I read "Undergraduate Commutative Algebra By Miles Reid".
I don't understand this description、
"Whether an exact sequence is split or not on what ring it is considered over.
For example,$k $ is field.
$0 \rightarrow (x) \rightarrow k[x] \rightarrow k \rightarrow 0 $ is split over $k$ but not over $k[x]$ ".
I guess if over $k$,$k[x]=(x) \oplus k$ and its bases of vector space is $x $ and $1$.
But if over $k[x]$, I can't construct counterexample morphism.
Please show me a not split example.
On
Some easy example of an exact sequence that does not split... Consider the following abelian groups as $\mathbb{Z}$-modules... Then the followin sequence is exact, $$ 0\rightarrow\mathbb{Z}_2\rightarrow\mathbb{Z}_4\rightarrow\mathbb{Z_2}\rightarrow0 $$ where the morphism $\mathbb{Z}_2\rightarrow\mathbb{Z}_4$ is just inclusion and the next arrow, $\mathbb{Z}_4\rightarrow\mathbb{Z}_2$ is reduction modulo $4$. Clearly, this sequence doesn't split! If it splits, then $\mathbb{Z}_4\cong\mathbb{Z}_2\oplus\mathbb{Z}_2$ but the right-hand side is not a cyclic group.
(By "is just inclusion" I mean of course $0\mapsto0$ and $1\mapsto2$.)
That's not quite right. Over $k$, the sequence splits, but a basis for $k$ is $1$ while a basis for $(x)$ is $\{x,x^2,x^3, \dots\}$.

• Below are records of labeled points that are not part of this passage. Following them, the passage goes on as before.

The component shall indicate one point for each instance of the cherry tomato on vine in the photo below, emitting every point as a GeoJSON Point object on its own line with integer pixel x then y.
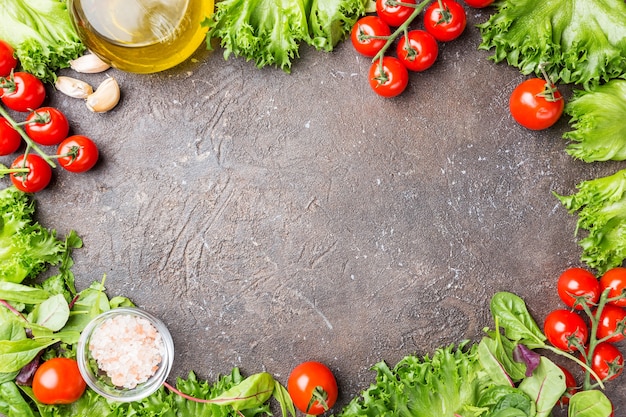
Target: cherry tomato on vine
{"type": "Point", "coordinates": [607, 361]}
{"type": "Point", "coordinates": [38, 176]}
{"type": "Point", "coordinates": [10, 139]}
{"type": "Point", "coordinates": [446, 22]}
{"type": "Point", "coordinates": [22, 91]}
{"type": "Point", "coordinates": [578, 282]}
{"type": "Point", "coordinates": [534, 105]}
{"type": "Point", "coordinates": [417, 50]}
{"type": "Point", "coordinates": [564, 329]}
{"type": "Point", "coordinates": [77, 153]}
{"type": "Point", "coordinates": [312, 388]}
{"type": "Point", "coordinates": [570, 384]}
{"type": "Point", "coordinates": [615, 280]}
{"type": "Point", "coordinates": [8, 62]}
{"type": "Point", "coordinates": [362, 33]}
{"type": "Point", "coordinates": [610, 318]}
{"type": "Point", "coordinates": [388, 77]}
{"type": "Point", "coordinates": [392, 13]}
{"type": "Point", "coordinates": [47, 126]}
{"type": "Point", "coordinates": [479, 4]}
{"type": "Point", "coordinates": [58, 381]}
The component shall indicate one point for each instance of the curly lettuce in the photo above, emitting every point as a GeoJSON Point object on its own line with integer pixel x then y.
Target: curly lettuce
{"type": "Point", "coordinates": [597, 117]}
{"type": "Point", "coordinates": [578, 41]}
{"type": "Point", "coordinates": [270, 32]}
{"type": "Point", "coordinates": [601, 207]}
{"type": "Point", "coordinates": [42, 35]}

There are many ways to see why the sequence does not split over $k[x]$. For instance, If the sequence were to split, then we would have $k[x] \cong (x) \oplus k$ as $R$-modules. In particular, this would mean $k[x]$ contains a nonzero element annihilated by $x$, which is not the case.